Die Krankenpflegerin dabei zu begleiten, ist zu Beginn faszinierend wie einnehmend und entwickelt in Anbetracht der schier unlösbaren und nur mehr werdenden Aufgaben ein Gefühl der Überforderung, dass Heldin einen beinahe erdrückt. Lässt sich das Publikum darauf ein, erwartet es ein Drama, dessen Beklemmung sich anfühlt wie ein Horrorfilm aus dem Alltag einer als systemrelevant gepriesenen Berufsgruppe, die für ihre Arbeit dennoch nicht genügend wertgeschätzt oder anerkannt wird. Allein, dass sich Floria für die langen Wartezeiten entschuldigen muss, obwohl sie allein mit einer Kollegin und der Unterstützung der Auszubildenden eine ganze Station versorgt, lässt einen fassungslos den Kopf schütteln. Den Alltag aus ihrer Sicht zu erleben, ist Augen öffnend und macht sprachlos.
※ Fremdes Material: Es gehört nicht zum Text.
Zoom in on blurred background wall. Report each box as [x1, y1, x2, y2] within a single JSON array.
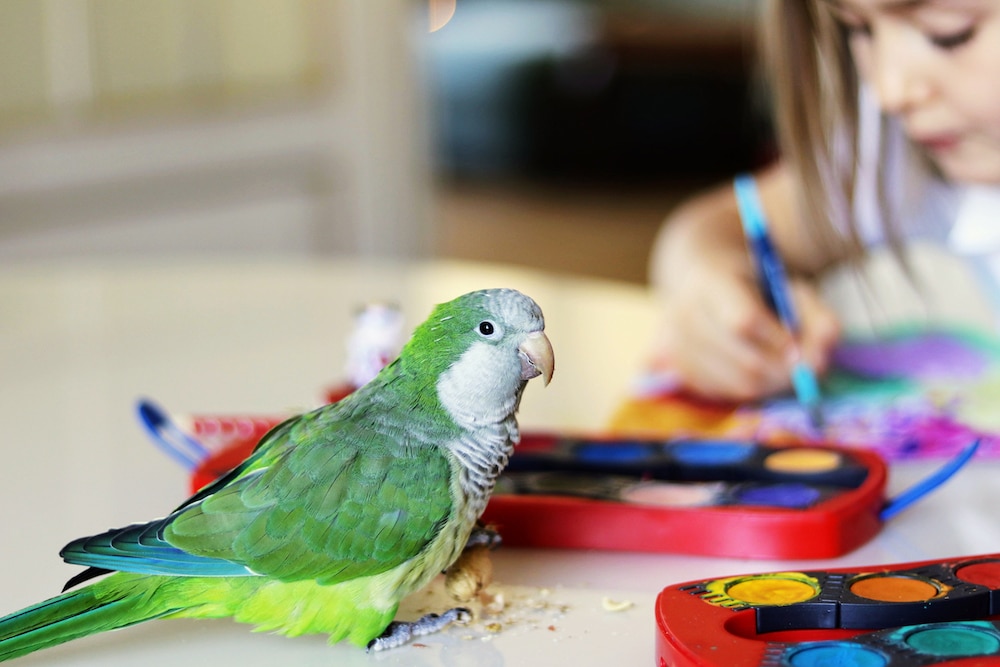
[[429, 0, 768, 283], [0, 0, 768, 282], [0, 0, 431, 261]]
Die fantastische Umsetzung, erstklassig und mitreißend in Szene gesetzt, angetrieben von einem unterschwelligen Soundtrack, der die sich abzeichnende Tragödie lange erahnen lässt, sorgt dafür, dass einen dieser Blick in den Alltag einer alles andere als alltäglichen Berufung noch lange beschäftigt, wenn der Abspann bereits vorüber ist.
Fazit:
Kaum angekommen, ist Floria bereits mitten im Geschehen auf jener Station und versucht, den Patientinnen und Patienten mit ihren unterschiedlichen Sorgen, Bedürfnissen und Wünschen ebenso gerecht zu werden, die den Angehörigen. Stets höflich und zugänglich. Doch in Anbetracht der Unterbesetzung fällt es schwer, diesem Anspruch gerecht zu werden und so kann man förmlich sehen, wie sich eine Tragödie anbahnt, bei der eins zum anderen führt. Man möchte der Krankenpflegerin zurufen, sie auf diesen einen kleinen Moment aufmerksam machen, der so vieles entscheidet, und ihr helfen. Ihren Tag durch die Augen der engagierten Pflegekraft zu erleben, geht merklich an die Substanz und ist von der gesamten Besetzung stark gespielt. Leonie Benesch ist dabei so ergreifend, dass man sich dem nicht entziehen kann und jeder Blick von ihr, jede Gesichtsregung verrät mehr, als ein ganzer Monolog. Geradezu erschreckend authentisch, vermittelt Heldin eindringlich, welche Verantwortung auf ihr lastet und sieht man am Ende, wie viele Leben sie an diesem Tag berührt hat, ist das ungemein bewegend. Man kann nur hoffen, dass dies Pflegekräfte auch in Wirklichkeit aus einem solchen Tag mitnehmen und daraus Kraft schöpfen können, anstatt von den Rückschlägen verfolgt zu werden. Doch die letzte Einstellung suggeriert bedauerlicherweise etwas anderes. Dies ist ein großartiger, wichtiger Film, der einen lange nicht loslässt.